A self-hosted replacement for Seqera Platform (formerly Nextflow Tower). Run any Nextflow pipeline with -with-tower, track progress in real time, launch new runs from a web UI, and inspect logs — all without a cloud subscription.


Features

Feature Details
Tower trace receiver Accepts the full Nextflow -with-tower HTTP protocol
SQLite persistence Every run is immediately written to disk; survives restarts
Pipeline launcher Submit pipelines via web form or REST API; cancel running jobs
Web dashboard Live run list, per-run progress detail, failed-task drill-down
REST API JSON API for runs and launches (OpenAPI docs at /docs)
Embeddable library Use WorkflowRegistry + TowerRouter inside your own Python app

Installation

# Into an existing project
uv add "nextflow-turret @ git+https://github.com/msk-mind/nextflow-turret.git"

# Or with pip
pip install "nextflow-turret @ git+https://github.com/msk-mind/nextflow-turret.git"

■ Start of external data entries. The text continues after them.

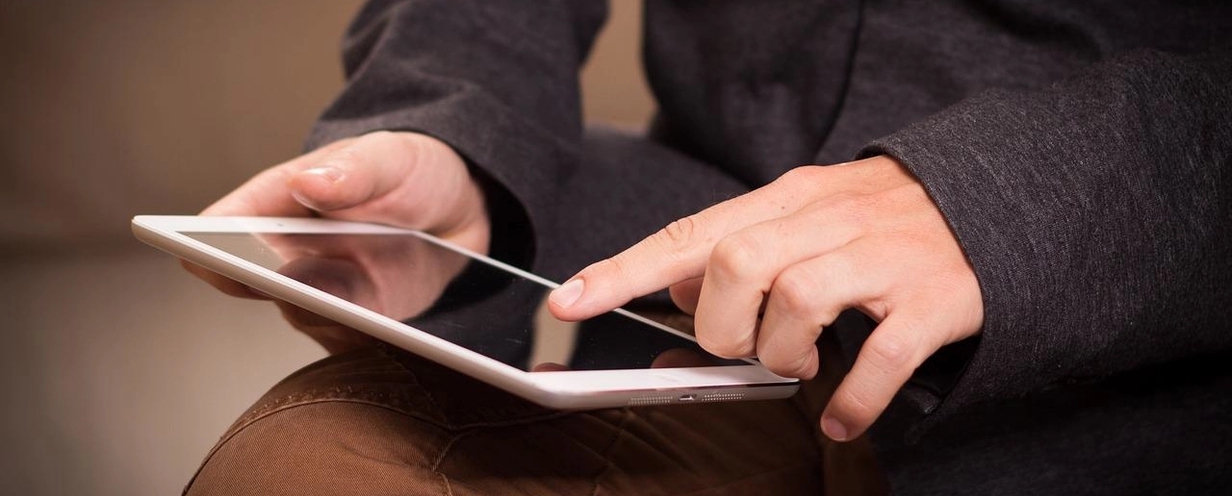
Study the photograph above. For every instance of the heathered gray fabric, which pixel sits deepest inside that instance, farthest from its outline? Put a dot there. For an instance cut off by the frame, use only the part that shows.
(1079, 150)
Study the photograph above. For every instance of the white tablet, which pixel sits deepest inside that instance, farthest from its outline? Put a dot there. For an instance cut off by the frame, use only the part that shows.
(463, 310)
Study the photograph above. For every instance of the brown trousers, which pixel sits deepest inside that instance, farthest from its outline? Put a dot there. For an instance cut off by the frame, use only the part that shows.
(383, 421)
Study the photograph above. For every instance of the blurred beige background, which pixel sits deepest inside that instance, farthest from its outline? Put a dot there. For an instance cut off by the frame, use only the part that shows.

Quick start — standalone server

# Start the server (default: http://0.0.0.0:8000, DB: turret.db)
turret

# Or with explicit options (always override config file)
turret --host 127.0.0.1 --port 9000 --db /data/turret.db --log-dir /data/logs

# Or via Python
python -m nextflow_turret.server --port 9000

Config file

Create a turret.toml in the working directory (or ~/.config/turret/config.toml for user-level defaults). CLI flags always win over config values.

[server]
host    = "0.0.0.0"
port    = 8000
db      = "/data/turret.db"
log_dir = "/data/turret-logs"

[launcher]
nextflow        = "/opt/nextflow/nextflow"
work_dir        = "/scratch/nf-work"
default_profile = "slurm"

A fully-commented template is at turret.toml.example.

Then point Nextflow at it:

nextflow run nf-core/rnaseq -with-tower http://localhost:8000 -name dispatcher_mybatch \
  -profile docker -r 3.14.0

Open http://localhost:8000 to see the live dashboard.


REST API

Interactive docs are available at /docs when the server is running.

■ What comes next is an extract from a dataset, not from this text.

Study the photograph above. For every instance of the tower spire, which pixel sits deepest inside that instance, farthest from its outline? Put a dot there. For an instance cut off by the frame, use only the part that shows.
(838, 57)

Tower trace endpoints (called by Nextflow)

Method Path Purpose
GET /user-info Auth check on Nextflow startup
POST /trace/create Workflow registered → returns {workflowId}
PUT /trace/{id}/begin Workflow running
PUT /trace/{id}/progress Periodic task counts + per-task list
PUT /trace/{id}/heartbeat Keepalive (same payload as progress)
PUT /trace/{id}/complete Workflow finished

Runs API

Method Path Description
GET /api/runs List all runs (newest first)
GET /api/runs/{workflow_id} Single run detail with task counts, failures, resources

Launches API

Method Path Description
GET /api/launches List all launches (newest first)
POST /api/launches Submit a new pipeline launch
GET /api/launches/{id} Launch status and metadata
GET /api/launches/{id}/log?tail=N stdout/stderr log (optionally tailed)
DELETE /api/launches/{id} Cancel a running launch (SIGTERM)

Submit a launch via REST

curl -X POST http://localhost:8000/api/launches \
  -H "Content-Type: application/json" \
  -d '{
    "pipeline":  "nf-core/rnaseq",
    "revision":  "3.14.0",
    "profile":   "docker",
    "params":    {"input": "samplesheet.csv", "genome": "GRCh38"},
    "work_dir":  "/scratch/work"
  }'

run_name → batch_id mapping

Nextflow is launched with -name dispatcher_{batch_id}. The dispatcher_ prefix is stripped automatically to produce the batch_id that identifies the run.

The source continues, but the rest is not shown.